The results of our study show that although the number of precise diagnoses of either a malignant or benign lesion is greater with core biopsy than with fine-needle aspiration when specimens are evaluated by a single biopsy method, the combination of the two different biopsy methods decreases the number of incorrect diagnoses. This combined use enabled us to differentiate small malignant and benign lesions, such as those less than 10 mm in diameter, as precisely as larger lesions. Also, from the point of view of clarifying specific cell types, especially in malignant lesions for which specific cell types were shown by either fine-needle aspiration or core biopsy at a moderate rate (i.e., 18.0% [16/89]) in the present study, the combined use of these biopsy methods would improve the quality of CT-guided lung biopsy, although in benign lesions the role of fine-needle aspiration is relatively small.
CT-guided lung biopsy has found wide-spread acceptance as a principal method of diagnosing lung nodules. The success rate in obtaining sufficient samples for cytohistologic evaluations (rate of adequate biopsy) has been reported to range from 80% to 100%, and its diagnostic accuracy has been described to be high, 81-96% [3, 9, 11, 16,17,18]. The most common complication of CT-guided lung biopsy is pneumothorax, with a frequency from 17.9% [3] to 54.3% [12] according to reports published in the past 10 years that included a large number of subjects [3, 12, 15, 18,19,20,21,22,23]. The average time for a CT-guided lung biopsy performed with conventional or helical CT has been reported to range from 22.7 min to approximately 1 hr [3, 10, 12, 17].

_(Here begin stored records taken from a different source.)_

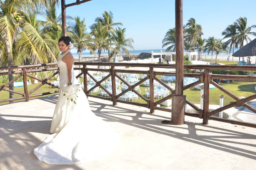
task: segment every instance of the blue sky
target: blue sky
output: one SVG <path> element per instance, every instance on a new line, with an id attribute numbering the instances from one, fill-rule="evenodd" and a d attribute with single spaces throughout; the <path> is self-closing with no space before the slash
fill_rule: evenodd
<path id="1" fill-rule="evenodd" d="M 84 17 L 87 28 L 104 11 L 111 11 L 114 22 L 122 23 L 126 28 L 126 37 L 133 39 L 135 50 L 158 49 L 162 48 L 168 29 L 175 26 L 175 3 L 174 0 L 93 0 L 66 11 L 67 15 Z M 183 24 L 194 18 L 202 26 L 203 38 L 222 38 L 222 32 L 240 17 L 247 18 L 248 26 L 256 24 L 255 6 L 255 0 L 183 0 Z"/>

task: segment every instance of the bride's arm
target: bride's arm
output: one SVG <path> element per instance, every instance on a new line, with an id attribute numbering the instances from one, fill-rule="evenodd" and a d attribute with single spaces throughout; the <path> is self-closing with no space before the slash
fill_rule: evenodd
<path id="1" fill-rule="evenodd" d="M 69 78 L 69 84 L 71 82 L 71 79 L 72 78 L 72 65 L 74 62 L 74 59 L 71 55 L 69 54 L 67 54 L 66 56 L 65 56 L 65 61 L 67 65 L 67 76 Z"/>

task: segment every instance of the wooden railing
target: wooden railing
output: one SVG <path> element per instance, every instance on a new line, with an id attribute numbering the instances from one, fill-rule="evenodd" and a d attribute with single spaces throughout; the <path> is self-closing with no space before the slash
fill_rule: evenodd
<path id="1" fill-rule="evenodd" d="M 38 89 L 40 87 L 44 84 L 47 84 L 51 86 L 54 87 L 56 88 L 59 87 L 50 83 L 48 82 L 53 77 L 58 74 L 59 72 L 59 68 L 58 67 L 52 67 L 53 66 L 57 66 L 57 63 L 49 63 L 47 64 L 42 64 L 31 65 L 26 65 L 24 66 L 12 66 L 11 67 L 0 67 L 0 71 L 5 70 L 12 70 L 15 69 L 17 70 L 15 71 L 9 71 L 6 72 L 0 73 L 0 76 L 9 74 L 19 74 L 19 75 L 15 78 L 13 79 L 11 81 L 8 82 L 7 83 L 0 86 L 0 92 L 2 90 L 4 90 L 12 92 L 14 93 L 17 94 L 22 96 L 21 96 L 14 98 L 5 99 L 0 100 L 0 103 L 6 102 L 8 101 L 13 101 L 18 100 L 25 99 L 26 101 L 28 101 L 30 98 L 44 96 L 49 94 L 51 94 L 58 93 L 59 91 L 53 91 L 49 92 L 43 93 L 40 94 L 37 94 L 35 95 L 32 95 L 31 94 Z M 45 67 L 50 66 L 51 68 L 47 69 L 33 69 L 31 70 L 32 68 L 35 68 L 39 67 Z M 57 71 L 51 75 L 48 76 L 46 79 L 42 80 L 41 79 L 31 75 L 30 73 L 33 73 L 41 72 L 42 71 L 52 71 L 56 70 Z M 22 77 L 23 79 L 23 86 L 24 87 L 24 93 L 21 93 L 15 90 L 11 90 L 6 87 L 9 86 L 11 83 L 15 82 L 20 77 Z M 34 89 L 30 91 L 28 91 L 27 87 L 27 77 L 29 77 L 31 78 L 37 80 L 38 81 L 41 82 L 41 83 L 38 86 L 35 87 Z"/>
<path id="2" fill-rule="evenodd" d="M 167 84 L 162 81 L 157 76 L 157 75 L 163 75 L 175 76 L 175 73 L 169 73 L 168 72 L 162 72 L 154 71 L 154 68 L 175 68 L 175 65 L 164 64 L 142 64 L 138 63 L 102 63 L 102 62 L 75 62 L 75 65 L 80 65 L 82 66 L 81 68 L 74 68 L 74 70 L 80 70 L 81 73 L 76 76 L 77 78 L 80 77 L 82 75 L 83 75 L 84 90 L 85 93 L 87 96 L 97 97 L 102 99 L 104 100 L 110 100 L 113 102 L 113 104 L 115 105 L 118 102 L 129 104 L 135 105 L 141 107 L 144 107 L 150 109 L 150 112 L 151 113 L 154 113 L 155 110 L 158 110 L 169 112 L 171 112 L 171 109 L 170 109 L 165 108 L 157 106 L 158 104 L 172 97 L 174 94 L 175 90 L 171 87 L 169 86 Z M 28 99 L 30 97 L 42 96 L 46 94 L 57 92 L 57 91 L 53 92 L 49 92 L 45 93 L 45 94 L 38 94 L 33 95 L 31 94 L 34 91 L 36 90 L 40 87 L 43 84 L 47 84 L 49 85 L 53 86 L 57 88 L 54 84 L 48 82 L 47 81 L 51 78 L 58 73 L 58 71 L 53 74 L 44 80 L 42 80 L 37 78 L 34 76 L 30 75 L 29 73 L 36 72 L 45 71 L 53 70 L 57 70 L 58 68 L 53 68 L 45 69 L 27 70 L 27 69 L 33 67 L 41 67 L 42 66 L 53 66 L 56 65 L 56 63 L 51 63 L 43 65 L 32 65 L 30 66 L 15 66 L 8 68 L 7 67 L 0 67 L 0 70 L 4 69 L 21 69 L 22 70 L 18 71 L 15 71 L 12 72 L 7 72 L 0 73 L 0 76 L 3 75 L 6 75 L 10 74 L 20 74 L 19 77 L 23 76 L 24 83 L 24 93 L 22 94 L 17 92 L 13 91 L 17 94 L 21 95 L 23 96 L 19 98 L 13 99 L 10 99 L 0 100 L 0 102 L 3 102 L 11 100 L 16 100 L 20 99 L 25 99 L 26 101 L 28 101 Z M 102 66 L 109 66 L 110 68 L 109 69 L 94 69 L 89 68 L 86 66 L 88 65 Z M 115 66 L 129 66 L 131 67 L 149 67 L 148 71 L 141 71 L 135 70 L 127 70 L 122 69 L 115 69 Z M 254 75 L 223 75 L 212 74 L 209 73 L 210 69 L 219 70 L 256 70 L 256 66 L 234 66 L 232 65 L 184 65 L 184 69 L 187 69 L 204 70 L 203 73 L 184 73 L 184 76 L 198 78 L 200 80 L 195 82 L 187 85 L 183 87 L 183 90 L 187 89 L 191 87 L 198 84 L 201 83 L 204 83 L 204 94 L 203 94 L 203 109 L 202 109 L 199 108 L 193 103 L 191 101 L 186 100 L 186 103 L 190 106 L 196 110 L 197 113 L 194 113 L 189 112 L 185 112 L 185 114 L 187 116 L 192 116 L 202 118 L 203 123 L 204 124 L 207 124 L 208 120 L 215 120 L 229 123 L 232 124 L 242 125 L 254 128 L 256 128 L 256 124 L 249 122 L 245 122 L 242 121 L 231 120 L 223 118 L 212 116 L 212 115 L 218 113 L 219 112 L 227 109 L 236 106 L 241 106 L 246 107 L 249 110 L 252 111 L 254 113 L 256 113 L 256 109 L 247 104 L 246 102 L 249 101 L 253 99 L 256 99 L 256 94 L 254 94 L 245 98 L 241 98 L 233 94 L 230 92 L 228 91 L 219 84 L 216 83 L 213 81 L 213 79 L 225 79 L 229 80 L 240 80 L 243 81 L 255 81 L 256 76 Z M 99 71 L 107 72 L 109 73 L 102 80 L 98 81 L 93 76 L 88 72 L 88 71 Z M 123 78 L 120 76 L 117 73 L 137 73 L 139 74 L 146 74 L 147 76 L 140 80 L 138 82 L 134 84 L 130 84 L 126 81 Z M 87 76 L 89 76 L 95 82 L 95 85 L 89 89 L 87 89 Z M 42 82 L 38 86 L 34 89 L 29 92 L 27 91 L 26 84 L 25 83 L 26 81 L 26 76 L 28 76 L 33 78 L 37 79 L 39 81 Z M 112 81 L 112 92 L 110 92 L 101 83 L 110 77 L 111 77 Z M 115 88 L 115 79 L 116 77 L 119 79 L 123 82 L 128 86 L 128 88 L 119 94 L 116 93 Z M 18 78 L 16 78 L 13 79 L 12 81 L 0 87 L 0 91 L 2 90 L 8 91 L 5 87 L 11 82 L 15 81 Z M 149 100 L 146 98 L 138 92 L 135 89 L 135 87 L 137 86 L 142 83 L 143 82 L 148 79 L 149 79 L 150 97 Z M 160 84 L 162 85 L 166 88 L 171 92 L 171 93 L 169 95 L 160 99 L 159 100 L 155 101 L 154 91 L 154 81 L 155 80 L 158 82 Z M 218 108 L 216 109 L 210 111 L 209 111 L 209 85 L 211 84 L 217 88 L 227 94 L 231 97 L 236 100 L 236 101 L 231 103 L 227 105 Z M 89 94 L 90 92 L 97 87 L 99 87 L 108 94 L 110 96 L 110 98 L 107 97 L 102 96 L 93 95 Z M 118 98 L 123 95 L 129 91 L 131 91 L 136 94 L 138 96 L 146 101 L 146 104 L 140 103 L 138 102 L 127 101 L 118 99 Z M 9 90 L 9 91 L 10 91 Z M 255 115 L 256 116 L 256 115 Z"/>

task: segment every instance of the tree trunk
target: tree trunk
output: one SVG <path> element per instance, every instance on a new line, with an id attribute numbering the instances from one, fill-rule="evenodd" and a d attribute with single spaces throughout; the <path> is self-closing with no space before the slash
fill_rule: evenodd
<path id="1" fill-rule="evenodd" d="M 98 62 L 100 62 L 101 60 L 101 52 L 99 52 L 99 56 L 98 57 Z M 101 67 L 100 66 L 98 66 L 98 68 L 100 69 Z"/>
<path id="2" fill-rule="evenodd" d="M 115 57 L 114 57 L 114 63 L 115 62 L 115 58 L 117 57 L 117 53 L 115 53 Z"/>
<path id="3" fill-rule="evenodd" d="M 7 65 L 8 66 L 12 66 L 13 65 L 13 61 L 12 60 L 9 60 L 7 62 Z M 12 69 L 9 69 L 8 70 L 8 71 L 12 71 Z M 13 79 L 13 74 L 9 74 L 8 75 L 8 82 L 10 82 Z M 13 86 L 13 83 L 12 83 L 10 84 L 9 85 L 9 89 L 11 90 L 14 90 L 14 87 Z M 9 98 L 14 98 L 14 93 L 12 92 L 9 92 Z M 9 102 L 9 103 L 12 103 L 13 102 L 13 101 L 10 101 Z"/>
<path id="4" fill-rule="evenodd" d="M 213 61 L 213 50 L 211 50 L 211 60 Z"/>
<path id="5" fill-rule="evenodd" d="M 80 62 L 80 60 L 81 58 L 81 52 L 79 51 L 78 52 L 78 55 L 79 57 L 79 58 L 78 58 L 78 61 L 79 62 Z M 79 65 L 79 67 L 80 67 L 80 65 Z"/>

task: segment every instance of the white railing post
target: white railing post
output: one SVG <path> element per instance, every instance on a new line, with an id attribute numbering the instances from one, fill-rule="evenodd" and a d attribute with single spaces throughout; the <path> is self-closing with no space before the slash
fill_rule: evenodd
<path id="1" fill-rule="evenodd" d="M 219 107 L 220 108 L 223 106 L 223 100 L 224 100 L 225 96 L 220 95 L 219 96 Z M 223 112 L 222 111 L 219 113 L 219 117 L 222 118 L 223 113 Z"/>
<path id="2" fill-rule="evenodd" d="M 200 96 L 201 99 L 200 100 L 200 108 L 203 109 L 203 85 L 199 85 L 199 87 L 201 88 Z"/>

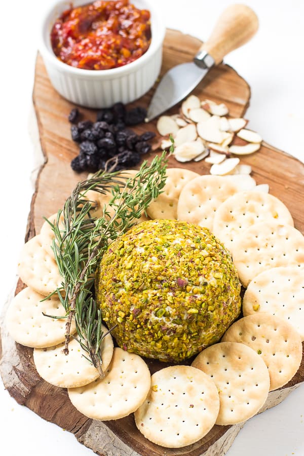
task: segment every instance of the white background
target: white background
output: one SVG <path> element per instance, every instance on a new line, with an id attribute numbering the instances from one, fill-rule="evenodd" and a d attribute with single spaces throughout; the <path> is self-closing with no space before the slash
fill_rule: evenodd
<path id="1" fill-rule="evenodd" d="M 1 7 L 1 253 L 0 306 L 14 283 L 33 187 L 28 132 L 35 58 L 43 7 L 50 0 L 15 0 Z M 168 27 L 206 40 L 228 0 L 154 0 Z M 251 87 L 246 117 L 264 139 L 304 161 L 304 4 L 248 0 L 259 16 L 253 41 L 225 61 Z M 282 167 L 284 163 L 282 163 Z M 271 170 L 270 170 L 270 172 Z M 303 189 L 304 190 L 304 189 Z M 20 406 L 0 382 L 0 454 L 89 456 L 70 434 Z M 247 423 L 229 456 L 304 456 L 304 385 L 284 403 Z M 118 455 L 114 455 L 118 456 Z"/>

The technical success rate and frequency of biopsy-induced complications in the present study were similar to those in previous reports. Nevertheless, two different biopsies were performed during a single biopsy procedure, the mean number of punctures per procedure was few (average, 2.4) and the required time was short (average, 25.6 min), even though the time needed for management of complications, such as immediate aspiration for pneumothorax, was included. Furthermore, a high number of specimens that were sufficient for cytologic or histologic evaluation (or for both evaluations) were obtained (134/138 [97.1%] lesions), and the rate of diagnosis of whether a lesion was malignant or benign was also high (130/138 [94.2%]). In addition, the specific cell type was proven by needle biopsy in 119 lesions (86.2%).
We believe that these good results are mainly a result of the following two points: performing both fine-needle aspiration and core biopsy for a single lesion and advancing the needle tip toward the target lesions in real-time visualization under CT fluoroscopy guidance [4, 5, 14]. A higher rate of complications was reported to occur with the combined use of two types of biopsies compared with their single use in research by Klein et al. [12]; however, these researchers performed their study with techniques other than CT fluoroscopy and published their results when CT fluoroscopy was still rare. This problem may be almost resolved by performing a series of biopsy procedures more safely, more precisely, and more conveniently [4, 5] using real-time CT fluoroscopy.